Current polls show now voters leaning towards the Democrats, but social media could tell another story, where many users are still maintaining that there will be a red wave. At the same time, as many users on the social platforms – perhaps even more – have suggested for months that a blue wave is actually coming.
How can both be right?
During recent election cycles, social media has become another gauge that can help predict who will be cheering and who might be jeering on election night. But it largely depends on who you listen to, as both sides are especially amped up. This can result in a misreading of the proverbial tea leaves.
In other words, social media remains especially biased – but not necessarily to one side.
“In his book Ten Reasons for Deleting Your Social Media Account Right Now, author Jaron Lanier discounts arguments about social media being biased to the left or right. Instead, the correct directional bias description seems to be down, as in that’s where we’re all being dragged,” warned Craig Barkacs, professor of business law and ethics in the Master’s in Executive Leadership and MBA Programs at the Knauss School of Business at the University of San Diego.
“Social media thrives on clicks, which means in the political realm it has little or no interest in accuracy or objectivity,” Barkacs explained. “Bias and conflict attract attention and it’s that attention that brings in revenue. So it follows that there’s nothing like an intense red-versus-blue-equals-green contest during the political season to whip people into a frenzy and drive up the dollars.”
In fact, social media platforms often organize our content feeds based on what it thinks users want to see.
“If we have told the platform—directly or indirectly—that we are progressive or conservative, Democrats or Republicans, then social media platforms will show us content that leans in our political direction,” said Julianna Kirschner, Ph.D, lecturer for the Master of Communication Management program at the University of Southern California.

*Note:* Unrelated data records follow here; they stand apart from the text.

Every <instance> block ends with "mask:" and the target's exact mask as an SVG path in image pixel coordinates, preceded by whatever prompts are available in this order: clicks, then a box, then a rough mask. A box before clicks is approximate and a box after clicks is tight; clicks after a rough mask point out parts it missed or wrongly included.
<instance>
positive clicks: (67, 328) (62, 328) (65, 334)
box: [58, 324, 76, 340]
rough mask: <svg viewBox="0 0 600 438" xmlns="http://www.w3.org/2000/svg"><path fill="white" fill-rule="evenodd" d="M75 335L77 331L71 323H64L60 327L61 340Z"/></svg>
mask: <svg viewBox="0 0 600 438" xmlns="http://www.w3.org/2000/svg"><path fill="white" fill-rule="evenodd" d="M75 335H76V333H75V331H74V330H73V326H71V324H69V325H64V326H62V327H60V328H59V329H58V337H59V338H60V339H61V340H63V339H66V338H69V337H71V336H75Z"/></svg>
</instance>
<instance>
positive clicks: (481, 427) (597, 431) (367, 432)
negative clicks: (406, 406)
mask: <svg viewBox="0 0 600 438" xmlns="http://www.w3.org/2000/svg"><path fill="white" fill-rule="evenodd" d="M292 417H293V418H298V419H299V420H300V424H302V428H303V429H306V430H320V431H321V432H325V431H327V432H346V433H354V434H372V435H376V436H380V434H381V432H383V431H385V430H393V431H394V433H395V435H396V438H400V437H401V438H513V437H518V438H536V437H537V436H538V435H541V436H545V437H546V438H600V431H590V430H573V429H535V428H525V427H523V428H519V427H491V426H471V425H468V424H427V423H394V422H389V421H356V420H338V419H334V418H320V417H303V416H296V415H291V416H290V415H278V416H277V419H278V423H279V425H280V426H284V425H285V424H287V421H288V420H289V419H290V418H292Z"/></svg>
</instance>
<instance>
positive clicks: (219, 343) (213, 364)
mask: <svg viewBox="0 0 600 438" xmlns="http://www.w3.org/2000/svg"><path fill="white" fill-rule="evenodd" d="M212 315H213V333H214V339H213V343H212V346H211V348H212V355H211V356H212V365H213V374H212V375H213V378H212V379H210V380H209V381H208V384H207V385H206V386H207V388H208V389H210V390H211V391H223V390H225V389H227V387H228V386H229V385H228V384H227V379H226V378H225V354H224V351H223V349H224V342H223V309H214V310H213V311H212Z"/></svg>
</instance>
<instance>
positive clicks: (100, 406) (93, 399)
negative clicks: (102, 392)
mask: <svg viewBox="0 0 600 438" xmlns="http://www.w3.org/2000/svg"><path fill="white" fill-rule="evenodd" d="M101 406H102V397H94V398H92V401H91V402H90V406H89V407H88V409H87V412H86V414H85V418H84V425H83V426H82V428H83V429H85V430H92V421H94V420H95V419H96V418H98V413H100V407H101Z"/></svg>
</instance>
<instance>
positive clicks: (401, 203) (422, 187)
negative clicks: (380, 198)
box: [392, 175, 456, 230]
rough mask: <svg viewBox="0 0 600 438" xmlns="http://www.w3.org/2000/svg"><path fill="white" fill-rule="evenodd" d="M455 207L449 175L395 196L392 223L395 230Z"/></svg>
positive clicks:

That has created echo chambers that only reinforce what one already thinks or what the platforms assume the users are thinking. Often, any biases can seem magnified, meaning that it is easy to overestimate one’s own beliefs as more representative of the larger population than they actually are.
“Social media is inherently biased in its current form because the proprietary nature of their algorithms organize the content we see to reinforce our biases,” explained Kirschner. “If enough time is spent in these virtual spaces, voters and some public figures may think there will be a blue wave or a red wave during this year’s midterms, simply because what they are seeing on social media platforms reinforce these beliefs.”
Platforms of Discourse Not Discussion
Social media has become a platform for discourse, not discussion – but it is also an echo chamber where like-minded individuals share their opinions. Thus it is easy to see how both sides can make bold predictions about the upcoming election. It would be unwise to predict an outcome based on those heated discussions.
Even those who take the time to do more than just tear down the other side, often fail to truly make a good argument, but should we really shouldn’t expect more?
“The writers/posters are mainly amateurs that have never uttered a journalistic creed of impartiality. Almost the whole of social media is an op-ed page; only the writers are more vitriolic and the language duller,” said James Bailey, professor of leadership at the George Washington University School of Business. “Using Social Media as a temperature gauge is making a grave mistake for several reasons.”
What is often said on social media isn’t vetted, so its veracity is in serious question, noted Bailey, who added, “It does not represent the population as a whole. Rather, it is written by those who have the time and inclination. If you reach into an urn with 19 red balls and one blue ball, chances are you’ll draw a red ball. Anyone—from politicians to businesspeople—that bases decisions of consequence on social media is playing with fire. A fire that is more than likely here today and gone tomorrow.”